The Cuban Catholic Church was persecuted, insulted, and decimated during the first years of the dictatorship.  Their convents and schools were closed, countless priests were exiled, etc.  But they never lost Faith and continued preaching the Gospel.  Something similar happened to those who believed in freedom, those who confronted the regime and who would die in the execution wall screaming “Long Live Christ the King“.

The dictatorship loses, because they lose spaces and the tiny openings become cracks.

Raul Castro, one of the executioners of such cruelty, looked tired, humiliated and worn out on television when the Bishop of Santiago de Cuba refused to shake his hand.  Who was to say that the atheist soldier, 52 years after persecuting the religious would witness another Papal Mass.  God forced him, for God has power over men.

I agree with the words of Benedict XVI: “Cuba should be the home of all and for all Cubans, where justice and freedom may thrive in an atmosphere of serene brotherhood“.  But I should also point out that the only ones who do not allow this to happen are the sames ones who His Holiness shook hands with.
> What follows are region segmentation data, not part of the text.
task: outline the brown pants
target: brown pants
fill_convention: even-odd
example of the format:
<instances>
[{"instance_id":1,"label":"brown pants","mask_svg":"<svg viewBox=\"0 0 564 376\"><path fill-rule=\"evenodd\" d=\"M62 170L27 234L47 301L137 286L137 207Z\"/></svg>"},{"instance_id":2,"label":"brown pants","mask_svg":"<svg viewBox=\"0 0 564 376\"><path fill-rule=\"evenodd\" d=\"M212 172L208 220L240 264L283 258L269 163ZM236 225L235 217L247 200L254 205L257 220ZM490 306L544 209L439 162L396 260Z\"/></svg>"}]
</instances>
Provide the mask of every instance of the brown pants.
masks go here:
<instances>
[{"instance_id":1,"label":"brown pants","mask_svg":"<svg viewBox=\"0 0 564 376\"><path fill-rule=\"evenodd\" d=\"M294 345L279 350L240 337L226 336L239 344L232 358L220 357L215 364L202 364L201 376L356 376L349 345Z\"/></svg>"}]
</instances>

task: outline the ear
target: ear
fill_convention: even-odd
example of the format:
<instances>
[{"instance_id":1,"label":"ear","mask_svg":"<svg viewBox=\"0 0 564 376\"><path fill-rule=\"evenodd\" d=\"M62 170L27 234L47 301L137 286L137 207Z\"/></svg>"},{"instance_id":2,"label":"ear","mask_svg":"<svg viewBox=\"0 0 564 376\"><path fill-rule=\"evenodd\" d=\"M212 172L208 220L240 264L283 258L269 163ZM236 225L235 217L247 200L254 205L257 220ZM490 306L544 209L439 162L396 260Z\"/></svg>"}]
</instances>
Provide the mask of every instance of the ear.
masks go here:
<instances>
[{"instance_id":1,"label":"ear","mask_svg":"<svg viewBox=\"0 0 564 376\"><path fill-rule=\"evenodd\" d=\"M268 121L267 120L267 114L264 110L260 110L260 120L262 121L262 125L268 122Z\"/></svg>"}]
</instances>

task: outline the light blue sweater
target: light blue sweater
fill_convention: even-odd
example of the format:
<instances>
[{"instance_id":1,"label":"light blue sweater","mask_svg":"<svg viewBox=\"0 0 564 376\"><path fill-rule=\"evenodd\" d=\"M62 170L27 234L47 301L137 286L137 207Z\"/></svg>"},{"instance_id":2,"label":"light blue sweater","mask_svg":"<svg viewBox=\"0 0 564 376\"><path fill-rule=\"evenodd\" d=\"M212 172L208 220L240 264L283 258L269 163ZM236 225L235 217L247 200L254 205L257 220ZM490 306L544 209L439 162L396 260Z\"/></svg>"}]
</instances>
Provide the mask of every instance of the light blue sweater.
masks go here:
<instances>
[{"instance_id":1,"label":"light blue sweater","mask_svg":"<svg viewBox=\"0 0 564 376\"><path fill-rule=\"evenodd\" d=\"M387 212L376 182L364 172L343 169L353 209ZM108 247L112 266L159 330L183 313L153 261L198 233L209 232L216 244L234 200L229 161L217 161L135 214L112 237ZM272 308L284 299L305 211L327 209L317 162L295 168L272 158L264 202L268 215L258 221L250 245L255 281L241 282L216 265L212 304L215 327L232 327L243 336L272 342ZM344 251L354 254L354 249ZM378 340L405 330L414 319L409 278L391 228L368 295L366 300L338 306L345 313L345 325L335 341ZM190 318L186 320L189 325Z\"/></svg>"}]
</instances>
Evidently, there will not be reconciliation between the blade and the wound.  The wound is carried by those who slept in dungeons while the Pope visited Cuba, those who are not allowed to travel to their own country, those who have died for defending the freedom of their land, the oppressed, those who were excluded by Benedict XVI.  And the blade is carried by all those who oppress their people, who beat people, especially women who carry flowers in their hands.  They are the sharp blades, ready to stab the victims.


The Church is Sacred

By Adolfo Fernandez Sainz

Translated into English  by “Translating Cuba”

With respect to what other dissidents can do in Cuba, this is my opinion.

To me it seems like a great mistake to “occupy” a church by assault, as if it were a military base. If they had protested in front of the Communist Pary offices that would have been good. If they had gone as a group to talk with the church authorities, that wouldn’t have been all bad. But to entrench themselves in a church is playing State Security’s game.

The best thing they can do at this point is to obey what the priest in charge of the church tells them. Not to offer any resistance to the Church. These are not the ways to ask something of the Pope.One does not demand things from the Pope. Leave it in the hands of the Ladies in White’ who are doing it divinely. The Ladies in White are asking Santa Rita to intercede for the Pope to grant them a minute. This is the only way. Our opposition has always been peaceful and civilized.

In any event, God writes straight with crooked lines. The crooked lines we make ourselves, there God writes straight because He is God.

Perhaps He can take something good from this.